Customer Identification Program
Under Section 326 of the Patriot Act, banks must have a customer identification program or CIP. Although CIP guidelines went into effect in May 2003, banks had until October 1, 2003 to implement their own programs. Many banks already had ID verification procedures in place but they didn’t require as many identifiers as the Patriot Act now requires. This gave banks time to modify their existing identification programs.
Banks must use several documents to verify customers’ identification. Identification information includes the customer's name, date of birth, address and ID number. For U.S. citizens, the identification number is their taxpayer ID number, which is their Social Security number. For non-citizens, it is the number of a government issued document such as a passport, alien identification number or other government issued document with a photo and a number and country of issuance. Businesses may use their employer identification number (EIN) as their identifier for the business. CIPs vary from bank to bank, but banks may also require a driver’s license or other form of photo identification for individuals or articles of incorporation, government issued business license, partnership agreement or trust instrument for businesses.
The Financial Crimes Enforcement Network gives several examples of who qualifies as a customer. Someone who applies for a loan that is denied is not considered a customer, because he did not receive any banking services. When a person with power-of-attorney opens an account for a competent person, the competent person whose name is on the account is still considered the customer. If a person does not have the capacity to act for himself, then the individual holding power-of-attorney is the customer. Someone who has an existing account at the bank, but then opens a new account, is not subject to the CIP rules. A person who has an existing account with an affiliate bank is subject to the rules.
Record Keeping Requirements
Banks are required to keep a record of the identification documents used for verification. Originally, when the Patriot Act was signed in October 2001, the legislation required banks to keep photocopies of the documents. That rule was changed with the final CIP rules in May 2003, and now banks are required to keep only a written record of the documents used to verify identification. Banks must record the name of the document, date it was issued and expiration date in their records. Banks must keep the information for five years after the account is closed. In the case of credit cards, banks should keep the information for five years after the account is closed or becomes dormant. Banks also must keep a record identifying an agent for any legal issues related to a foreign bank account with a corresponding account in the United States. This helps facilitate the government’s ability to seize any illegal funds.

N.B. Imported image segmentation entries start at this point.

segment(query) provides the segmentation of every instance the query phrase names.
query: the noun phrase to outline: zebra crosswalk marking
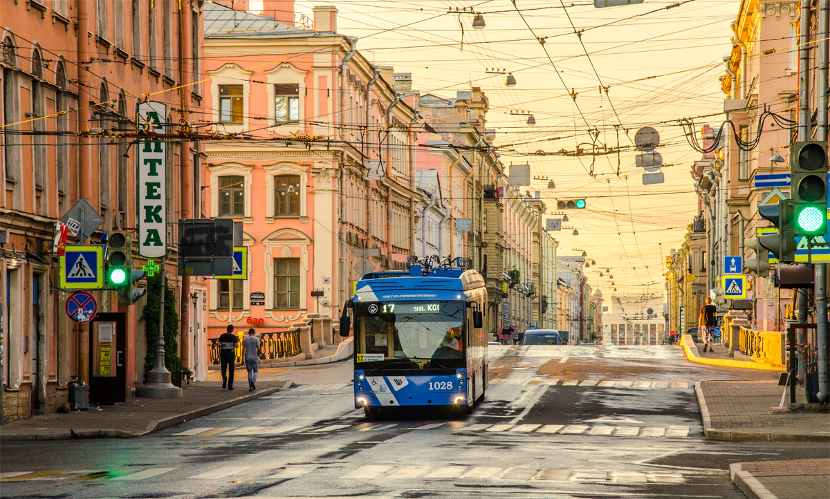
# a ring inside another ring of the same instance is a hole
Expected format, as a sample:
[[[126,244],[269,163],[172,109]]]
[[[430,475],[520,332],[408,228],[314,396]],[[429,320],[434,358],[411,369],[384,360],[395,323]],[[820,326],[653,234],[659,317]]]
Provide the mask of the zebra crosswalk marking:
[[[405,480],[408,478],[417,478],[422,473],[429,470],[428,466],[408,466],[392,473],[387,478],[389,480]]]
[[[166,473],[167,472],[172,472],[176,468],[156,468],[145,469],[142,472],[137,472],[134,473],[129,473],[127,475],[120,475],[113,478],[113,480],[144,480],[144,478],[149,478],[150,477],[155,477],[156,475],[160,475],[162,473]]]
[[[208,431],[208,429],[212,429],[212,427],[208,427],[208,428],[193,428],[193,429],[188,429],[187,431],[179,432],[178,434],[173,434],[173,437],[189,437],[191,435],[195,435],[197,434],[201,434],[203,431]]]
[[[424,476],[424,478],[457,478],[469,469],[468,466],[443,466]]]
[[[610,435],[611,432],[614,431],[613,426],[609,426],[608,424],[598,424],[591,429],[591,431],[588,432],[590,435]]]
[[[461,478],[468,478],[471,480],[481,480],[486,478],[492,478],[496,474],[501,472],[503,468],[495,467],[495,466],[476,466],[461,476]]]
[[[300,464],[296,466],[288,466],[286,469],[281,471],[278,473],[266,477],[266,479],[269,478],[277,478],[281,480],[285,480],[288,478],[296,478],[297,477],[302,477],[303,475],[310,473],[314,470],[317,469],[317,467],[313,464]]]
[[[250,466],[223,466],[209,472],[188,477],[188,478],[190,480],[216,480],[217,478],[224,478],[225,477],[235,475],[250,468]]]
[[[564,424],[545,424],[542,428],[539,429],[536,433],[540,434],[555,434],[556,432],[562,429]]]
[[[369,464],[362,466],[357,470],[341,477],[344,480],[370,480],[392,469],[391,466],[383,464]]]
[[[584,432],[586,429],[588,429],[588,424],[569,424],[560,433],[566,435],[575,435]]]
[[[617,429],[617,435],[620,437],[636,437],[640,434],[638,426],[621,426]]]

Banks also have to determine whether a person opening a new account appears on a list of known or suspected terrorists or terrorist groups. The Office of Foreign Assets Control provides a list known as “314A,” which includes people suspected of terrorism or money laundering. The Patriot Act does not outline specific guidelines, besides checking the list, to determine if a person is involved in any terrorism, but it still holds banks responsible. Because of this, banks may ask about other accounts linked to a person, the nature of a person’s business, employer information, income information, tax status, source of funds and a person’s investment objective. If a bank suspects a person of suspicious activity, it is not allowed to tell the customer that she triggered an investigation.